Omnidome is designed specifically for artists. We’ve been working hard to make the interface friendly and the workflow logical, and to make sure it’s all meaningfully documented. Most importantly, it’s open source, so independent artists and performance makers can experiment with it and use it as it fits best into their workflow. We want to support artists and not strangle their creativity before they have even found our tools useful. We hope that the people who successfully base their work on it will support us in return and help us bring the project forward.
IN: Do you work directly with artists to realise their ideas?
CR8TR: We are currently only working with artists as they are usually the first to explore new technologies and to try and make something awesome with it. This applies to Omnidome and it makes sense as the software was created with live performance in mind in the first place. As with any tech, there is always a multitude of approaches to realise one thing. Artists are rightly most concerned with their art, so we’re here to help with advice and guidance so they can work with the software in a way that takes their art forward.
IN: You must get some pretty strange enquiries … ?
CR8TR: The strangest come from industry. We recently had an enquiry about a big oil event in Turkmenistan. They wanted a big dome show with 24 projectors and 8K UHD footage – that’s 16 x HD! And it was all just for one day! That speaks for itself …
IN: How do you see your work fitting in with the future of tech and performance?
CR8TR: Omnidome represents something we think of as social or shared VR. With classic VR, you have your goggles or your glasses or whatever, and you are on your own in a VR environment. With shared VR, everyone enters into the environment at the same time.
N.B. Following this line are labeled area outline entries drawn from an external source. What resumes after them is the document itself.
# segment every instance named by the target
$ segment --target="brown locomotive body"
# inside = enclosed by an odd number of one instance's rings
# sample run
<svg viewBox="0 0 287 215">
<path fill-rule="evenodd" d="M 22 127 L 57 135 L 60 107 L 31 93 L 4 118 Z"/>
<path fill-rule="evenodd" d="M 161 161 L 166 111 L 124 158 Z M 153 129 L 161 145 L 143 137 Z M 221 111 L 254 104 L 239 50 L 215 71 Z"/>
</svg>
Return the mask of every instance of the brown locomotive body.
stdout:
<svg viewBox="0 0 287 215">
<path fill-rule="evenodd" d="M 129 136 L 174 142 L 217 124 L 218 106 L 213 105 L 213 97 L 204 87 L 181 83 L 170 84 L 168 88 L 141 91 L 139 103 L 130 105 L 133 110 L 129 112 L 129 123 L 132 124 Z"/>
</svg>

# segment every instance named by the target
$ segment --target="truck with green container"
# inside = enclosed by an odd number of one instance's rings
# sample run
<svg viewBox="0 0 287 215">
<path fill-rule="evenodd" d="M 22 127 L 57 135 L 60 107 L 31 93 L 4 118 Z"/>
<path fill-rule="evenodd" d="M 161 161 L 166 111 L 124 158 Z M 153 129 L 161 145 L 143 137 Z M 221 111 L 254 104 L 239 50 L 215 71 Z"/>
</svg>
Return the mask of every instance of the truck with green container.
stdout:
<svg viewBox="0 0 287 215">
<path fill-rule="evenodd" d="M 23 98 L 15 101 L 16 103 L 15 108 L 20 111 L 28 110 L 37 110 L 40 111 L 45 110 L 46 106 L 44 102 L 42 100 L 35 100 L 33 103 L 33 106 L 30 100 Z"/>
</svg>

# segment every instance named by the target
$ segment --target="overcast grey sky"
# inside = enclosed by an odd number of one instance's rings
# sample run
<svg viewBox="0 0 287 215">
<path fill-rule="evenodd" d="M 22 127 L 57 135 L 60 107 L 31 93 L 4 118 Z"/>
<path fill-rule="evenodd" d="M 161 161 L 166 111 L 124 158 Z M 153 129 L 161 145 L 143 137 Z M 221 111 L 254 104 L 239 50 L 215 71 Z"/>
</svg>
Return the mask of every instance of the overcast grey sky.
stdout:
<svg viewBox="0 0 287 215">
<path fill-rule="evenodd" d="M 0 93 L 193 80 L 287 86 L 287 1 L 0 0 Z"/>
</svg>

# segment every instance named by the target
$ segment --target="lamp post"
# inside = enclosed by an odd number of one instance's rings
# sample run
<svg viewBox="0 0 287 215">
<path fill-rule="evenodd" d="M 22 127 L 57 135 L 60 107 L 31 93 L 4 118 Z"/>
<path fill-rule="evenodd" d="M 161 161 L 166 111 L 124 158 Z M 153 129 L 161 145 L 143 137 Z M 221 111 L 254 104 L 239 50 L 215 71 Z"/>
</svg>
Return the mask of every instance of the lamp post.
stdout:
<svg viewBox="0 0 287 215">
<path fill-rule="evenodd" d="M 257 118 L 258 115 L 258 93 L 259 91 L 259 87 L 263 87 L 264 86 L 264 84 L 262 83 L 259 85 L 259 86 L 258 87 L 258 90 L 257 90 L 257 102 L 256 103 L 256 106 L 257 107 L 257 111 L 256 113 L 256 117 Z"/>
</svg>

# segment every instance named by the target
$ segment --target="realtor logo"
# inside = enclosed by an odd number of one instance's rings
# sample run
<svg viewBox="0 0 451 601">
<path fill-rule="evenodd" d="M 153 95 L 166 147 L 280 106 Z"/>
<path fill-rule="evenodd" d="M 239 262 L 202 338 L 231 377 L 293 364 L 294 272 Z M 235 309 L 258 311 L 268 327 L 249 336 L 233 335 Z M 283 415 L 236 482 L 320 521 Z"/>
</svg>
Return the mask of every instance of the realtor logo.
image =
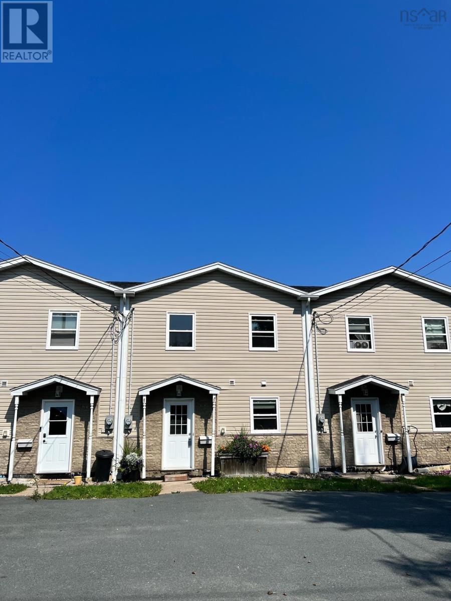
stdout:
<svg viewBox="0 0 451 601">
<path fill-rule="evenodd" d="M 1 2 L 1 62 L 52 63 L 52 2 Z"/>
</svg>

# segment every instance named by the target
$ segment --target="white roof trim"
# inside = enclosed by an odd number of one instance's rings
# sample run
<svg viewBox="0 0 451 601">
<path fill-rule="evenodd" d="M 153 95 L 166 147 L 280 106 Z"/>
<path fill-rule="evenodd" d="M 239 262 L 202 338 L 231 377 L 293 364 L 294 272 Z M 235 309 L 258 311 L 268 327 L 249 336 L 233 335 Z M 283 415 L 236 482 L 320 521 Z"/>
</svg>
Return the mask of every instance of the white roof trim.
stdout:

We project virtual worlds into the real world so we can experience them together. It’s kind of a new approach towards VR. It’s possible that in the future everyone will be walking around in solitary individual immersion with an augmented device on their head, but we are developing tools for something different. The social aspect is of particular interest as augmented virtual layers are emerging in the city and changing the essence of what is happening around us. So in a way we are trying to make this information less exclusive. These layers wouldn’t have to always be on a huge scale, such as the whole city – it could be a virtual object, or a virtual object nested within a real room. The interplay of VR and reality could become very complex.
IN: And how do these ideas connect with performance?
CR8TR: Omnidome is a visual interface between the complex possibilities of virtual realities and those created through performance and stage-craft using lighting and a whole lot of ingenious analogue techniques. It’s definitely not a replacement because the actors will always want to handle props and interact with their environments – it’s part of the essence of a live performance. It’s an addition which gives rise to the possibilities of what can be achieved when you connect the real to the virtual. The way in which the analogue and the digital are blended together is where the art and craft lies. All this tech magic is starting to move out of the controlled studio environments of Hollywood and into the real world. These augmentation layers are appearing all around us. It’s a new kind of medium to be explored and shaped.
IN: What would you say to people who are nervous about these new realities?
CR8TR: Even though it’s exciting, it can be scary. By making the infrastructure open source, people can decide for themselves what should happen rather than just having the future served up to them as a ready-made product. It’s a question of taking responsibility and taking part in shaping the direction it will evolve in.